Disclaimer: Tanto Hermione, como Fred, y los demás personajes, escenarios, etc, pertenecen a Jotaká. Solo hago uso de ellos por diversión.


VI

Comprender.


Toc, toc...

—Adelante —dijo George en un susurro, dudando de que hubiera sido escuchado. Dos segundos después, la puerta se abrió y una mujer de cabellos rubios entró a la habitación.

—Lamento mucho integ-gumpigles, pego abajo los estamos espegando paga podeg ignos a Hogwagts...

—Ve con Hermione, Fleur... Yo no voy a ir.

—¿Cómo? ¡Geogge! —se quejó la francesa, sentándose en el suelo en posición de loto, con tranquilidad.

—No puedo; ir al funeral de mi hermano es algo que claramente no estaba en mis planes, y definitivamente no me siento capaz de hacerlo.

—Vamos, George —insistió Hermione, algo reacia a la interrupción de Fleur, y su acercamiento para con el gemelo—, estoy segura que...

—¡Nada! —le interrumpió él, deshaciéndose de su abrazo y levantándose de la cama—. ¿Acaso nadie entiende lo que ocurre? ¡Lo ponen como algo sencillo, pero no lo es! No puedo ir a presenciar cómo ponen a mi hermano bajo tierra, no puedo ir a despedirlo sabiendo que jamás voy a volver a verlo, jamás voy a volver estar con él... No lo soporto, y no lo soportaré en su momento. No iré.

Ninguna de las dos chicas se movió ni dijo nada ante los dichos de George; hablaba con una seguridad enorme, a pesar de la cantidad de lágrimas que ahora resbalaban por sus mejillas. El negarse le hacía peor, pero ser sumiso no era parte de su personalidad. Con rabia, le dio la espalda a ambas y comenzó a mirar por la ventana. Toda su familia seguía allí, en el patio, esperándolos en silencio. Y él no pensaba bajar.

—Hay algo que no estás compgendiendo, Geogge —insistió la rubia, incansable. Él bufó—. El cadáver de Fged, pog más dugo que sea de entendeglo, no es Fged. Lo que pondgán bajo tiegga es solo su envoltogio, su disfgaz en vida. Su alma, su esencia, sigue aquí, algededog nuestgo, viviendo en cada uno de nosotgos, en nuestgos gecuegdos. Quizá hasta más cegca de lo que en vegdad cgeemos que está —y ante esto último, miró con atención a Hermione, pero ella no pareció darse cuenta; tenía la mirada fija en la espalda de George, que subía y bajaba al compás de su respiración.

—Tú no comprendes nuestro dolor, Fleur —le espetó el chico, aún sin voltearse.

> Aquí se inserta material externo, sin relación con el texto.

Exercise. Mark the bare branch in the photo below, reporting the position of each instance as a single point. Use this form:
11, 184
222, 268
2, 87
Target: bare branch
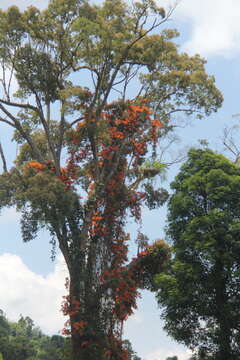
3, 159
23, 106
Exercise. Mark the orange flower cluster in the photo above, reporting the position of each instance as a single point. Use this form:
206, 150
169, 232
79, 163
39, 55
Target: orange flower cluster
36, 165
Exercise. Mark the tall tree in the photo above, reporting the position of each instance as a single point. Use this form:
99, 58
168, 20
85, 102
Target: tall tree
75, 64
200, 292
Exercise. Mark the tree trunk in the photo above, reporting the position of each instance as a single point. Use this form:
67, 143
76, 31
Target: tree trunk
224, 335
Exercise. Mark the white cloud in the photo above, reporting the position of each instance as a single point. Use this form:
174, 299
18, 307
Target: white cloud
24, 292
215, 26
162, 354
23, 4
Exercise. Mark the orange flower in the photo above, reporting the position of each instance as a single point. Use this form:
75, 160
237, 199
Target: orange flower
157, 123
37, 165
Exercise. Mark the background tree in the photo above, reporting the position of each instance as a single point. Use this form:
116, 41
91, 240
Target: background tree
200, 291
74, 64
17, 341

—¿Estás seguro de lo que dices, Geogge? ¿Qué sabes tú de mi vida pasada, de la histogia de mi familia? Pegdí más hegmanos de los que son ahoga tú y los tuyos; fui la mayor de muchos... y solo Gabrielle sigue con nosotgos. Cuando cgeí que podgía pegdegla en el Togneo, en el lago, casi muego de angustia, no fue fácil. Juro que entiendo que haya sido tu gemelo, que es distinto, pero entiende que no eges el único que está sufgiendo, y que tu dolog no es algo que los demás no podamos compgendeg. No te pido que dejes el dolog de lado; lo único que quisiega, pog favog, es que dejes de tratag a los demás como si fuegas el único en la familia que tiene degecho a sufgig.

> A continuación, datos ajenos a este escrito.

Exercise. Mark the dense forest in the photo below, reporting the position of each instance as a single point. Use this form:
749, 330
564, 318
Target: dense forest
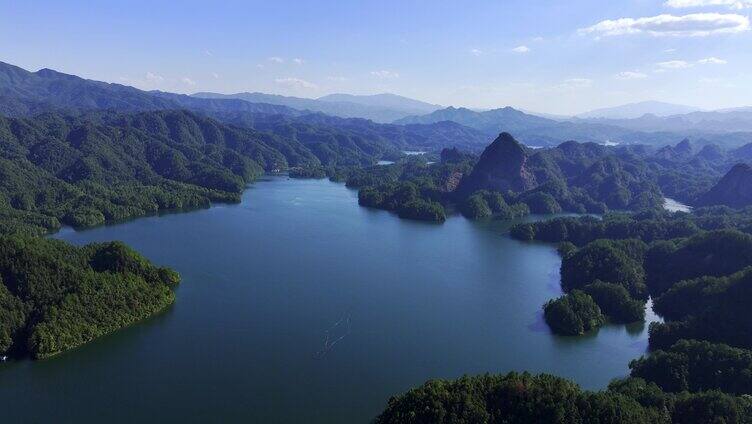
84, 153
509, 180
526, 398
54, 297
697, 268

Y dicho esto, se secó una lágrima solitaria que se escapaba por su mejilla, y se levantó del piso. Abrió la boca para decir algo más mientras se limpiaba la ropa, pero la volvió a cerrar y se fue, dejando la puerta abierta. En silencio, George se volteó, tomó su capa de arriba de la cama, y la siguió. Y detrás de ellos, una Hermione agotada bajó las escaleras.

Al pie de ellas se detuvo Fleur, dudosa. George ni la miró, y siguió hasta la puerta de la cocina. Ella esperaba a alguien más.

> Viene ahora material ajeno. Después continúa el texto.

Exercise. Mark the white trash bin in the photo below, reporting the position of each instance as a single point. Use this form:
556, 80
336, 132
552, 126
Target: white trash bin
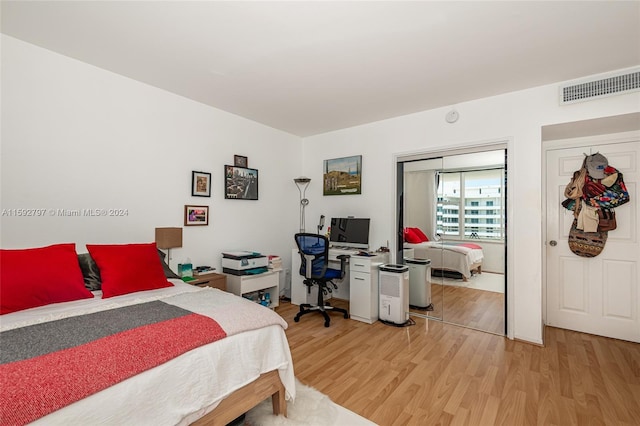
419, 283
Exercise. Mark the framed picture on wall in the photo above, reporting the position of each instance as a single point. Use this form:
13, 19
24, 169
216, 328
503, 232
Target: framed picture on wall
196, 215
240, 161
342, 176
240, 183
200, 184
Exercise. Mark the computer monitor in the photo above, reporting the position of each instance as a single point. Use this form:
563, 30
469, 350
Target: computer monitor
350, 232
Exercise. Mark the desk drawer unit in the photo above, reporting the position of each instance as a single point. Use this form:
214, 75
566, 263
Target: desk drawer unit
363, 288
360, 265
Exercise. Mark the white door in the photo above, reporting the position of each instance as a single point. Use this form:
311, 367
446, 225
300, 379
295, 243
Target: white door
599, 295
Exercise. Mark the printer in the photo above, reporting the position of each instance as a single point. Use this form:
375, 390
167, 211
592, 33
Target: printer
244, 263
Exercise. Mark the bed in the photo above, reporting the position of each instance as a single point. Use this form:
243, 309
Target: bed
464, 258
173, 355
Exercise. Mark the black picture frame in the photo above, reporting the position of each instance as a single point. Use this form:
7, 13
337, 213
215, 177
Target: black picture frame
196, 215
200, 184
240, 183
240, 161
342, 176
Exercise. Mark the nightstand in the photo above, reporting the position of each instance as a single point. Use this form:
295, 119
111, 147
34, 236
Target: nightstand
210, 279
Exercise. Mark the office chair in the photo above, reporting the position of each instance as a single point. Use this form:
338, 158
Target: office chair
314, 267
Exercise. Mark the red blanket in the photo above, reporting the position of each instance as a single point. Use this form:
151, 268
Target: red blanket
34, 387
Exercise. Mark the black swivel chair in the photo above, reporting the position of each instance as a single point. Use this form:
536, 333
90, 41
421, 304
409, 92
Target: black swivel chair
314, 267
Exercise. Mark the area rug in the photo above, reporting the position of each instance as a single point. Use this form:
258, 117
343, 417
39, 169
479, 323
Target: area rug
311, 408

Hegmione... —llamó, al ver que ésta pensaba imitar al gemelo e ignorarla.

—¿Sí? —dio pie la castaña, a un metro de espaldas a la rubia. Ella sonrió a medias, dado que no podía verla, pero al instante desarmó la sonrisa; no se olvidaba de dónde estarían en cinco minutos.

Cgeo que debegías hablag con todos... o al menos con tu mejog amiga. A mi manega de veg las cosas, no cgeo conveniente de que lo ocultes pog siempge. No sé cómo fuegon las cosas entge ustedes, pego si él siguiega aquí, de segugo le aggadagía.

—Gracias por la intención, Fleur —agradeció ella, y se volteó. Sus ojos echaban chispas—. Pero creo que no deberías meterte en temas que de verdad no te incumben —y dicho esto, se fue casi corriendo hasta la cocina. La rubia la siguió caminando despacio, sonriendo por dentro. No faltaba esperar mucho para que los chicos siguieran sus consejos.